ITH Sindh and Balochistan finally approving changes to their agriculture income tax laws to harmonise their AIT rates with the federal personal and corporate income tax regime, the country has met another IMF funding programme goal. Even though the provinces, barring Punjab, breached the deadlines set by the IMF for the passage of the required changes in their AIT laws, the amended versions should help reinforce Pakistan`s case during the first biannual performance review of the programme, due later this month or early March. The provinces had committed with the lender to make the required legislative changes in their respective farm tax laws before the start of 2025 to increase their own tax collection efforts.

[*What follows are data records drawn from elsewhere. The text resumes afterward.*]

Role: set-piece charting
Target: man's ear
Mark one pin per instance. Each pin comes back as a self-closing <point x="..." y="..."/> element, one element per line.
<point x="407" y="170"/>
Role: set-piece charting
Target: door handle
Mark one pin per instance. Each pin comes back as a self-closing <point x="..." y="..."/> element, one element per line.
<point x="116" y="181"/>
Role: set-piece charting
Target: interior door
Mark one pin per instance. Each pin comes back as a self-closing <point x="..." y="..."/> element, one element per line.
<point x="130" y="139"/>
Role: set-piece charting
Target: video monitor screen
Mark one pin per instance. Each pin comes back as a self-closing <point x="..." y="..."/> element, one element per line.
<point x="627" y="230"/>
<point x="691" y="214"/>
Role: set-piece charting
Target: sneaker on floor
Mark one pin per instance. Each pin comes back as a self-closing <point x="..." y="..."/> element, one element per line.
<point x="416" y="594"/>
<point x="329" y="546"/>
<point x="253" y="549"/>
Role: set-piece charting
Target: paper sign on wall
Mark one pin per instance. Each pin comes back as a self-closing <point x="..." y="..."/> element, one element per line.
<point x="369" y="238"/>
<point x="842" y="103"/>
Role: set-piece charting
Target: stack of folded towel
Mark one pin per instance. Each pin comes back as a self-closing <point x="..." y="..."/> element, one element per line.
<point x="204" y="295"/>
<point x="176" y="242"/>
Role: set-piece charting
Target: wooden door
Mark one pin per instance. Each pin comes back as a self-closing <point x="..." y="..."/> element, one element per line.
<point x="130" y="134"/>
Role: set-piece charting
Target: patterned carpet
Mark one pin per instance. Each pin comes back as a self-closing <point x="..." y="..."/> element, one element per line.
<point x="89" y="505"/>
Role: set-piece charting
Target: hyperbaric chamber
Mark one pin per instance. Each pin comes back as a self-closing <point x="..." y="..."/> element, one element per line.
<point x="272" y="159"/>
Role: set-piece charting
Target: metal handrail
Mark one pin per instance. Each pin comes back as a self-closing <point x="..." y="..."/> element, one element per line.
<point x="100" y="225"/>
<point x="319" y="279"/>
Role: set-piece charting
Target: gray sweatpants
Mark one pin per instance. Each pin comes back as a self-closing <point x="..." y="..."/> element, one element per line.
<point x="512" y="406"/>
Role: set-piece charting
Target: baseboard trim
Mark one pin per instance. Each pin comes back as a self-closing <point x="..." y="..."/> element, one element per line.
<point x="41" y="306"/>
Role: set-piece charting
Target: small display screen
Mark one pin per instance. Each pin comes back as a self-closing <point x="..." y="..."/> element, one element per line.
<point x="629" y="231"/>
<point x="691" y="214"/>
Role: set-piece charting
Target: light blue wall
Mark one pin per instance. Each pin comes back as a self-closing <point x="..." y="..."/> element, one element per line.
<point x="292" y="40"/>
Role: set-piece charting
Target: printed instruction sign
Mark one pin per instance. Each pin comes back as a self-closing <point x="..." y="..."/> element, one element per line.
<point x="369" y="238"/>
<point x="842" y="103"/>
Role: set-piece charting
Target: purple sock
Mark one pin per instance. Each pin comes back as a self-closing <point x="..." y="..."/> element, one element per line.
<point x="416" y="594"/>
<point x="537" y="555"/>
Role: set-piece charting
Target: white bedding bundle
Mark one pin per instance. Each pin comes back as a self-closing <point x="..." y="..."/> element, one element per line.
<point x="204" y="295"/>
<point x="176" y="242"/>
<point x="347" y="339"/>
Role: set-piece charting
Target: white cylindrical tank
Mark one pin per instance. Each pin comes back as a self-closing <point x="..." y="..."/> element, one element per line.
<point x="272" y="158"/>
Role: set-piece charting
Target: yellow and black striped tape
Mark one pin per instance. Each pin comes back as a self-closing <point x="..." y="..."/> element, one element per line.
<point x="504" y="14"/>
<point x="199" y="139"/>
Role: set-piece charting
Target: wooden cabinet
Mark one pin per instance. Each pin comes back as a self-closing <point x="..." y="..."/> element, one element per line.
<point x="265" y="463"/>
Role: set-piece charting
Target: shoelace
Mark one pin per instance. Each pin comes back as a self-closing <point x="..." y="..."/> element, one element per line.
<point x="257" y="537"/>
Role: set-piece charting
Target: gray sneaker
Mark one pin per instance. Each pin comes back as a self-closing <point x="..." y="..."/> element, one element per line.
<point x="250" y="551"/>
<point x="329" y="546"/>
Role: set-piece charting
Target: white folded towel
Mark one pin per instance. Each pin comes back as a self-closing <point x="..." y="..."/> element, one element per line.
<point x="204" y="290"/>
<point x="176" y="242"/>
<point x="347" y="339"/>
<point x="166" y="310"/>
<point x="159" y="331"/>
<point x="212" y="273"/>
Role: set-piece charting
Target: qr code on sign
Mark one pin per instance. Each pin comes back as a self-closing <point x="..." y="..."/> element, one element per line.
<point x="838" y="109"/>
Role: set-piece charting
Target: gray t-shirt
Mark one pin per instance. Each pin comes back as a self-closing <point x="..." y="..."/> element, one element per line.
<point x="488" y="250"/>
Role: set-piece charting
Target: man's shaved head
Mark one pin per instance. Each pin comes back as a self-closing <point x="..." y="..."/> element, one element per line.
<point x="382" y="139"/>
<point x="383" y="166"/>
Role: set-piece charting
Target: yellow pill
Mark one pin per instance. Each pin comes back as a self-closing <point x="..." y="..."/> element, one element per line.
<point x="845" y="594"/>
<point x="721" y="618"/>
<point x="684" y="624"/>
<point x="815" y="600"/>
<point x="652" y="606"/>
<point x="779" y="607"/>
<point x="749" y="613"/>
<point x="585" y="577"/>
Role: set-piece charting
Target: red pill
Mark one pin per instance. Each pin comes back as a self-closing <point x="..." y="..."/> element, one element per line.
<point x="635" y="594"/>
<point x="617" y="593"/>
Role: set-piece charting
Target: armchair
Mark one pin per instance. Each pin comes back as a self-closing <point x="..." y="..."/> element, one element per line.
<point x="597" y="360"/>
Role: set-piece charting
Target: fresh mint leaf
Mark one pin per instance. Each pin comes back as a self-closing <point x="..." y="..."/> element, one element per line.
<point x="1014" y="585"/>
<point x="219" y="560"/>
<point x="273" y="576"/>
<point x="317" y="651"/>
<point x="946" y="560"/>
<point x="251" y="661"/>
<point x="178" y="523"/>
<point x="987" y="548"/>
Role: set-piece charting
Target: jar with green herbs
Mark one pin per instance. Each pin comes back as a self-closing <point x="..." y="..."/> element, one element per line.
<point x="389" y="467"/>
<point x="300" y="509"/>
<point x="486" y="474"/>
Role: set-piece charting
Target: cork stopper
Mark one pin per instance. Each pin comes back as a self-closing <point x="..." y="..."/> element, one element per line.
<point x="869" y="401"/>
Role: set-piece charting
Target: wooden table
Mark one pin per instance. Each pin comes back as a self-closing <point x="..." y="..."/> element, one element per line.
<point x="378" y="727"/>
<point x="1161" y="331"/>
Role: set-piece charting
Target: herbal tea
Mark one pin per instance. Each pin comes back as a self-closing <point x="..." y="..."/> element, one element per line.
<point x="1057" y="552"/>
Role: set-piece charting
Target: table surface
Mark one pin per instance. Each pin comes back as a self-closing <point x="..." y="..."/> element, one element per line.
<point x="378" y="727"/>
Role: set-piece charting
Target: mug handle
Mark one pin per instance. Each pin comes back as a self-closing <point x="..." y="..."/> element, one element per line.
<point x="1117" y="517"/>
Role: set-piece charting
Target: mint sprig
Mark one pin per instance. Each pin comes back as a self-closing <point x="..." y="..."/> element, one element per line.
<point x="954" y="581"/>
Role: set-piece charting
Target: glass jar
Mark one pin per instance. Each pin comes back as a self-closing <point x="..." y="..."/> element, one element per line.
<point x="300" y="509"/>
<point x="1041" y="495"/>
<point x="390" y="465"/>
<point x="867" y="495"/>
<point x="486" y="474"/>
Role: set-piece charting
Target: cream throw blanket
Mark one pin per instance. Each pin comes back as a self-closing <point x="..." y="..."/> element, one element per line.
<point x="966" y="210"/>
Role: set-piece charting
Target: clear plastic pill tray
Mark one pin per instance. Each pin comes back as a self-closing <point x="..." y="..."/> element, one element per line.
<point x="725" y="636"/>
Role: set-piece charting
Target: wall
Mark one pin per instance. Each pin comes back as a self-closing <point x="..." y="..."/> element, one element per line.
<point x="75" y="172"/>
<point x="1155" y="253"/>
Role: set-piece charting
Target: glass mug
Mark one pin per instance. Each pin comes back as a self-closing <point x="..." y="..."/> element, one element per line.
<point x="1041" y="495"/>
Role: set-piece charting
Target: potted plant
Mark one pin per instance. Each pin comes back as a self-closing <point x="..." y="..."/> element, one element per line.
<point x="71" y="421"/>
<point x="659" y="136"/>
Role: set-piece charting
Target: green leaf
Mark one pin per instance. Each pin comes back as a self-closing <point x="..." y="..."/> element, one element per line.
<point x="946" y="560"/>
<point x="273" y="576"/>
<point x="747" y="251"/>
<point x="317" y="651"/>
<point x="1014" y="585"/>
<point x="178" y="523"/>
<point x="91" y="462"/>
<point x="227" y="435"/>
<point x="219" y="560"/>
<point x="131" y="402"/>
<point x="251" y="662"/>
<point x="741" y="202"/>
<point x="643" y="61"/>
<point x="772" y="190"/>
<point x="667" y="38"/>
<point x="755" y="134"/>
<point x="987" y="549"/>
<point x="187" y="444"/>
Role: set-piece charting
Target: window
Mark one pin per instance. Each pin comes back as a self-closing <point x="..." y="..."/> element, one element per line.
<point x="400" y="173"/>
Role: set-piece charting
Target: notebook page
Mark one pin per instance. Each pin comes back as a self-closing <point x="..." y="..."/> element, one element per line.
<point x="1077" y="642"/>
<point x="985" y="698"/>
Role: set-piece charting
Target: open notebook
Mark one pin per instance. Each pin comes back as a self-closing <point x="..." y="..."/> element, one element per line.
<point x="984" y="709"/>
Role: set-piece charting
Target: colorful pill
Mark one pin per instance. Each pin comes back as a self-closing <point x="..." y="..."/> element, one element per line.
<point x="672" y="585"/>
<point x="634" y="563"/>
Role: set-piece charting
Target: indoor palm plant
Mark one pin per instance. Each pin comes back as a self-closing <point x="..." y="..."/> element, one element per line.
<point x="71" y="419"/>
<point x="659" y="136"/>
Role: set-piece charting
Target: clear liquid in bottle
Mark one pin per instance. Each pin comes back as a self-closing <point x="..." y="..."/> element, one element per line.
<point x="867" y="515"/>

The harmonisation of the provincial agriculture tax laws with the federal income tax laws is not only crucial for broadening the tax base, it is also important for plugging a big loophole that facilitates tax evasion due to a low slab rate. While it is senseless to expect the changes in the provincial AIT regimes to significantly increase revenues immediately, the measure should make the national tax system a bit more equitable. Therefore, criticism of the centre for `imposing` the new AIT rates on Sindh`s people by the province`s chief minister and other PPP legislators was misplaced. What the recent economic and financial crisis has underlined is that the state, which has one of the lowest tax-to-GDP ratios of less than 10pc in the world, has no option but to collect taxes from every segment of the economy.
Nor can it shift the tax burden of one segment onto another to meet its increasing revenue needs for building infrastructure and improving public services. That said, the passage of the amendments to the law was the easier part. It will more difficult to revamp the collection system. For that, the provinces must build the capacity of their revenue officials and digitise their land records.